The US university admissions process is an unforgiving one and with the daunting realization that there is only one chance to do it right, many students are scared into conformity. What I mean by this is that students are scared to take risks in any aspect of their high school careers, whether it’s in the classes they take or the extra-curriculars they involve themselves in or the way they spend their summers. Yet, coming from Vancouver where there is a fairly homogenous applicant pool of students taking similar courses, volunteering in similar places and scoring similarly on the SAT, the importance of standing out is huge.
Though following the safe path of taking the ‘right’ APs and volunteering at the ‘right’ places and writing the ‘right’ essay doesn’t necessarily make you a bad applicant, it does make you a boring applicant. As I was once told at a Harvard information session, they have enough of the ‘right’ applicants to fill the places 3 times over so in order to narrow it down, applicants need to make themselves stand out. How can students do this though is the real question? What does standing out even mean? The answer doesn’t lie in trying to force oneself to be ‘different’ for the sake of being different, but it lies in taking risks and pursuing your passions, even though they may not necessarily be the ‘safe’, conventional choices.
Going into my grade 12 year at St. George’s, I was faced with the dilemma of choosing between taking English AP and Creative Writing 12. While I was interested in both courses, this wasn’t merely about which one was more appealing than the other, it was about the safe choice versus the risky choice. I was just beginning to start my application to Princeton and I thought at first that I should take the AP because it was, well, an AP and that I had to take as many as possible to be a strong candidate. Yet at the same time, I had always loved creative writing and had been involved with the Saints literary publication for several years and did not want to miss what could be my only chance to take this kind of class. In the end, though I knew I was perhaps taking an ‘easier’ course that wasn’t an AP, I also knew that I was doing something I loved and this was explained more in detail by one of my references. By breaking convention and pursuing something I truly was interested in, I differentiated myself from other applicants who hadn’t taken similar risks and therefore hadn’t made themselves stand out.

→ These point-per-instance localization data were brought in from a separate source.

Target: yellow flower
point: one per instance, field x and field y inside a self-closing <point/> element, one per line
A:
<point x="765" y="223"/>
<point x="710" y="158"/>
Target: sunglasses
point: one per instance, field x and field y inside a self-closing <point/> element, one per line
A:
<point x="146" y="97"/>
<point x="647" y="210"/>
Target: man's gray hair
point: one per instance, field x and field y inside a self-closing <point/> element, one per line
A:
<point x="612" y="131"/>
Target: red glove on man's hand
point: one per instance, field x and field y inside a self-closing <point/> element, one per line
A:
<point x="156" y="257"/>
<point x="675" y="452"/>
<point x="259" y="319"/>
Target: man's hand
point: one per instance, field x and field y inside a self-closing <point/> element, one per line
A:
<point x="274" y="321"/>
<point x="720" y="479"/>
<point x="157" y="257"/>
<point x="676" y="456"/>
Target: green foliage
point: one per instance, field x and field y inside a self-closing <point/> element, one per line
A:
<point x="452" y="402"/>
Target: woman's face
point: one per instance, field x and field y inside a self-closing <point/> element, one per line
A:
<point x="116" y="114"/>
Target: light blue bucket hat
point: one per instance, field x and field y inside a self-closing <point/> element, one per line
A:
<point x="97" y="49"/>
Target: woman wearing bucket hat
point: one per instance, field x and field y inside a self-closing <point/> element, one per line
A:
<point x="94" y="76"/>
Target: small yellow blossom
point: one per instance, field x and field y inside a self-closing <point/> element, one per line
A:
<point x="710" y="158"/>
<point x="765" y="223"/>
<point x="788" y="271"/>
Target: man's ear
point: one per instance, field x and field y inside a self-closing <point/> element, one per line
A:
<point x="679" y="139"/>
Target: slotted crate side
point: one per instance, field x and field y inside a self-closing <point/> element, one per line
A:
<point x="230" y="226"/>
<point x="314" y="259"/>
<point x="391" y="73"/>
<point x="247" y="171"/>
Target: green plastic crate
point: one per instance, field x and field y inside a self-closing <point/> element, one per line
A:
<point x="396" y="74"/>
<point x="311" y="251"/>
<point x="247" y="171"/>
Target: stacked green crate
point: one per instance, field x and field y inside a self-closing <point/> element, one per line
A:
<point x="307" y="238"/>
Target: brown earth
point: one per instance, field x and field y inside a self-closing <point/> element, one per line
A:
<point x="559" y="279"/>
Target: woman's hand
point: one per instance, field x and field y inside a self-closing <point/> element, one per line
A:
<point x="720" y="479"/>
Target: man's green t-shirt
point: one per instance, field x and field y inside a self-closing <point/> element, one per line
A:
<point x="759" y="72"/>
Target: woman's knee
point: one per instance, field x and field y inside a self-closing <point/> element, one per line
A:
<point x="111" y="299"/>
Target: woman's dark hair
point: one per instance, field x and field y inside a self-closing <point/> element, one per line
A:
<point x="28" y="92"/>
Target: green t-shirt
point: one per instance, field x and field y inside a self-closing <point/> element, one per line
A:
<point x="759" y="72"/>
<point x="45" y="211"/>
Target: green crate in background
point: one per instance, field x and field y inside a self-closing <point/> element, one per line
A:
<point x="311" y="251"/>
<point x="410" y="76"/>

This sort of calculated risk taking in following your passions is the kind of thing that jumps out at admissions officers as they sort through piles of similar applications from Vancouver. Universities want students who are not afraid of being themselves and doing what they love and those who are too afraid to break the mould of what they think universities want will never separate themselves from the pack. The blind dedication to the ‘right’ activities will inevitably lead to students producing an unoriginal application that gets lost among all the others, failing to reach a goal they had spent years working towards.